The structural response is that people are who they are. Internet Engineers are humanly no different from others. Those who cannot work with average others will probably not produce a good work in such a community. If you do not have the guts to affront the whole IETF, who will take your proposition for innovation seriously? It a sort of community quality control PR self-action. The only problem is when the one ready to face the wolfpack is technically loony, or out of phase with the IETF objectives. IAB appeal should address that issue, long before any PR action. I accept it is never nice for a seasoned expert to be barked at by a young puppy, or a stupid opponent. But, a good seasoned expert is a good seasoned expert because he learned to take benefit from everything. Also, it permits everyone to know if a debate is biased or personal, if the raised technical issues are discussed or not.
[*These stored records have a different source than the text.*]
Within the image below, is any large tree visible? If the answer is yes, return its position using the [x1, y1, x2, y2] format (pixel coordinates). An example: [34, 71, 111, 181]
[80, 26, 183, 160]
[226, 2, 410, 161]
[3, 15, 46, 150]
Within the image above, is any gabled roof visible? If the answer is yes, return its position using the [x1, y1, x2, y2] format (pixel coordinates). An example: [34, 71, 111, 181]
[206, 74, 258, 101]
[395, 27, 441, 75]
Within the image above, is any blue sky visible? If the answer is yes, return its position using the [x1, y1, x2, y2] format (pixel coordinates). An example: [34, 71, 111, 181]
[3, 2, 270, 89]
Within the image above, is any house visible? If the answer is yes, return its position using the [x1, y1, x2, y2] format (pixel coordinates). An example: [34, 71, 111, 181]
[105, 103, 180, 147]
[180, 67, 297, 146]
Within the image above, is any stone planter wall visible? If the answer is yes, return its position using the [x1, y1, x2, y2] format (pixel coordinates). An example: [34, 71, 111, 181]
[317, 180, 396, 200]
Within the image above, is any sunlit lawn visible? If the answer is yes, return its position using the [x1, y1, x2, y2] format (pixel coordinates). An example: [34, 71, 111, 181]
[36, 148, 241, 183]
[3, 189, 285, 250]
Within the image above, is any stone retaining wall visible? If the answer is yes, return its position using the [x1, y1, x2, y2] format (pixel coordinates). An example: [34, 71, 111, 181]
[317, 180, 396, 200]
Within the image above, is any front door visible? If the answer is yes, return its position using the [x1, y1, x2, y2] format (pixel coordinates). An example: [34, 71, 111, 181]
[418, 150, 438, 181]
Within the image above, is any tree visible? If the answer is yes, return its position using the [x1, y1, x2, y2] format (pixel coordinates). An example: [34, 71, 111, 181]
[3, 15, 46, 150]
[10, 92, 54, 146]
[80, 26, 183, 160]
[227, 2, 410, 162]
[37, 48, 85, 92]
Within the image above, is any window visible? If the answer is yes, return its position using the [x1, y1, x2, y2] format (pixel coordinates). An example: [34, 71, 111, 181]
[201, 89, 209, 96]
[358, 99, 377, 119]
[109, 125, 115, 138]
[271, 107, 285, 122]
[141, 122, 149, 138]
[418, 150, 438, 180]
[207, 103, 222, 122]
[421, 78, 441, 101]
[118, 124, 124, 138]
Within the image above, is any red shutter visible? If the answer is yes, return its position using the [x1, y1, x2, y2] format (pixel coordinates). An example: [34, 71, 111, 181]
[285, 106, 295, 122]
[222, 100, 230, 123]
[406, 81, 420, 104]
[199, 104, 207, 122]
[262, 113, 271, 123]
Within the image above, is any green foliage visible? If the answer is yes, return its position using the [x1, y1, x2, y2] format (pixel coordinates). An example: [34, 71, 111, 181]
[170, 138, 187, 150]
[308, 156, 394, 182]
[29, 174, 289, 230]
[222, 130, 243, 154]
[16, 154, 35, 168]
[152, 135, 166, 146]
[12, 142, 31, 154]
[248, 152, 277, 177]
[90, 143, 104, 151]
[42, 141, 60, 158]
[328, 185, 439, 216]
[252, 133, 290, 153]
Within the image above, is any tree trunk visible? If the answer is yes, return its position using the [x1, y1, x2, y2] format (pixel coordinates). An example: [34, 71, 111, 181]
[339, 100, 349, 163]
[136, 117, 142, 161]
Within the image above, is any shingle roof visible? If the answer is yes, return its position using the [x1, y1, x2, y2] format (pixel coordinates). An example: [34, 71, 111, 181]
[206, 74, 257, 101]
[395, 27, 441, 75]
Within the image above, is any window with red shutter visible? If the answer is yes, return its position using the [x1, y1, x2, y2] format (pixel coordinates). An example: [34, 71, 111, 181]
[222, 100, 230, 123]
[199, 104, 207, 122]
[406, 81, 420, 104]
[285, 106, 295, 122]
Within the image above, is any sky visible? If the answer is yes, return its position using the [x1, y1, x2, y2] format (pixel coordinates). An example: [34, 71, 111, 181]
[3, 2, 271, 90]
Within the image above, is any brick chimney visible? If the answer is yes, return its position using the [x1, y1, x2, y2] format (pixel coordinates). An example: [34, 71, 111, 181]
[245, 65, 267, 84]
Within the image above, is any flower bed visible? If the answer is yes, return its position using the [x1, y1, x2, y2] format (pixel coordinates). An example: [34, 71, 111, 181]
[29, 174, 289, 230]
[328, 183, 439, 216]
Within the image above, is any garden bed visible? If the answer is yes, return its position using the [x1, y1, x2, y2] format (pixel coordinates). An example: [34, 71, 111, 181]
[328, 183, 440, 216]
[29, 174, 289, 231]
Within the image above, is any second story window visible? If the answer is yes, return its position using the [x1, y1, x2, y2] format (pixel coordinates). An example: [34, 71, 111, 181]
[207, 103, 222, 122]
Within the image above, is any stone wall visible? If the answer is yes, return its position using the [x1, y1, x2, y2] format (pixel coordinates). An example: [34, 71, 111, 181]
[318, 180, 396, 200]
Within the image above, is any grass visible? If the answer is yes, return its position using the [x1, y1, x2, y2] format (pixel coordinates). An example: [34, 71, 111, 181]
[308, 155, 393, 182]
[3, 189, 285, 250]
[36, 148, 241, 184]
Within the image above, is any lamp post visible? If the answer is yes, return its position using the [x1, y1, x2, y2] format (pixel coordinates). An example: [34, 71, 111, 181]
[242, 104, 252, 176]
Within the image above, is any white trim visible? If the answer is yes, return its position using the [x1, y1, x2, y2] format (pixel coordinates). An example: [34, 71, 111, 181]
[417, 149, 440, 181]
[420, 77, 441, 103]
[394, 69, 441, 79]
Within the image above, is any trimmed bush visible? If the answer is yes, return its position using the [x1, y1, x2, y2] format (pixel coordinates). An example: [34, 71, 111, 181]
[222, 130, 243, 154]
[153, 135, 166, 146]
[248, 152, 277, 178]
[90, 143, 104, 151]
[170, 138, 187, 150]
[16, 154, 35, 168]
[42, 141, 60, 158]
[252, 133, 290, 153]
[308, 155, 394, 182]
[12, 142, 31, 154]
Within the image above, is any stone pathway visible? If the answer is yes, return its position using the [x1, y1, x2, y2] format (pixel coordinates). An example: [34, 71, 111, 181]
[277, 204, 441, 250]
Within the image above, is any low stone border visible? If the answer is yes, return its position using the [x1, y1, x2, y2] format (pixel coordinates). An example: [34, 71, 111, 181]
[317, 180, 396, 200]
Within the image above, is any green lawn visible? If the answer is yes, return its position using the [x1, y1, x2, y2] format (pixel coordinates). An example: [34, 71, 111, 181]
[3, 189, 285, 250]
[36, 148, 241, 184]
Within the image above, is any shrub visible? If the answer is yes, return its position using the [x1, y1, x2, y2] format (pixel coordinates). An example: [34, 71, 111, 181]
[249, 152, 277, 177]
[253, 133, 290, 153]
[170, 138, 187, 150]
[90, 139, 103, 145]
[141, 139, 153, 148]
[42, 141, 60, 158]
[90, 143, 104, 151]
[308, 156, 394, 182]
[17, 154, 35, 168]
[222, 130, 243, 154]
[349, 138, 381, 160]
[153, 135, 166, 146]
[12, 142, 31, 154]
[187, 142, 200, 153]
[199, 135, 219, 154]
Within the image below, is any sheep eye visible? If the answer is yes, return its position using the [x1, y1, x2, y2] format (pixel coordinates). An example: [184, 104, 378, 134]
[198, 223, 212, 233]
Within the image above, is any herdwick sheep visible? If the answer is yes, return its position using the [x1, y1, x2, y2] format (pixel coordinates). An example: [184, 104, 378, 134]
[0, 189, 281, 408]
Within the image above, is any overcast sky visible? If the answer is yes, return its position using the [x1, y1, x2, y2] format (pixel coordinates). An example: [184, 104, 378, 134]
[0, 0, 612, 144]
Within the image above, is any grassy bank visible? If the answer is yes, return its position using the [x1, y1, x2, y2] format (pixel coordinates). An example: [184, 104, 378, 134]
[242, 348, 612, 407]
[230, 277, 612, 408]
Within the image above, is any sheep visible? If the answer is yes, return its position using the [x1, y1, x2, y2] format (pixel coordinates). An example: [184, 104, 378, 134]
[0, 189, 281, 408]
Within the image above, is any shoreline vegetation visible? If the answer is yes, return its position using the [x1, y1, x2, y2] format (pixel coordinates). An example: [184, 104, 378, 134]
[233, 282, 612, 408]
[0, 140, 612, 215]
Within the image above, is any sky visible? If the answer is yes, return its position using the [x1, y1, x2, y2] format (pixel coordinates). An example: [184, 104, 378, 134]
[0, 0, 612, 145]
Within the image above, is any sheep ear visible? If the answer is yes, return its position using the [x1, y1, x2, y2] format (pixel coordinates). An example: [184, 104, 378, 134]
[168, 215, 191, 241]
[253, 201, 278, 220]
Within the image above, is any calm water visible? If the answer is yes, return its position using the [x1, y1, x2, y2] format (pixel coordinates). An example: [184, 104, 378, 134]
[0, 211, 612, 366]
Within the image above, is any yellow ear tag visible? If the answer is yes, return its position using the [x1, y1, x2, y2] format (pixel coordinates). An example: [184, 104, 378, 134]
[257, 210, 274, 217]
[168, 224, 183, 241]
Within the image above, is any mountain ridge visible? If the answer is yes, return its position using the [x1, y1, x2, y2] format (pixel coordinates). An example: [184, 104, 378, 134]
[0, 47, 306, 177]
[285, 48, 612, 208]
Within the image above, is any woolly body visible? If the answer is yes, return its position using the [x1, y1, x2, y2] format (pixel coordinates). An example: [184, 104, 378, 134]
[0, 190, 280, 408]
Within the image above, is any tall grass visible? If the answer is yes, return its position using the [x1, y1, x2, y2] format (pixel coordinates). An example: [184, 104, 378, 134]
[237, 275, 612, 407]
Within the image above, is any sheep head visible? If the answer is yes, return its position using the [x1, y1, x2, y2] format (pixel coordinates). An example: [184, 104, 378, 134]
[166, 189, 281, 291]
The two different cases depends on the real motivation and impact (of a person or of debate). Does it belongs to the IETF scope or not. This is still to the IAB to decide. In the case of the WG-ltru you have been embarked in one of the seldom IETF cases (IP addresses numbering plan, DNS root are the only two comparable, and less important, issues I can think of) where the world is concerned. All the more than in the two other cases, they concern Internet issues (IP and DNS). Here the matter concerns the humanity core (languages are its most important common property). You dealt with a major source of power and money: the control of the IANA registry of the text industries. Still more important to the mankind and economy than music, films and games. I think you should have initially asked the IAN guidance I have eventually asked.

In my case, one of thre reasons of this threat, the controlling group used it standard protection first: initial uncivility. This does not work with me. Also, a private control of the IANA language tag registry would kill my job. So, I survived them. What is most interesting is that people who had been nastily ejected asked me to represent them, or helped me. Also, that people who felt unsecure asked me to be their lighting rod. I reported I observed the same effect with the PR-action.

This being said, I agree that some working tools and procedures, a jury of honor, etc. would probably help the IETF. But this seem beyond reach due to its communitu hysteresis, and it might affect its time proven capacities.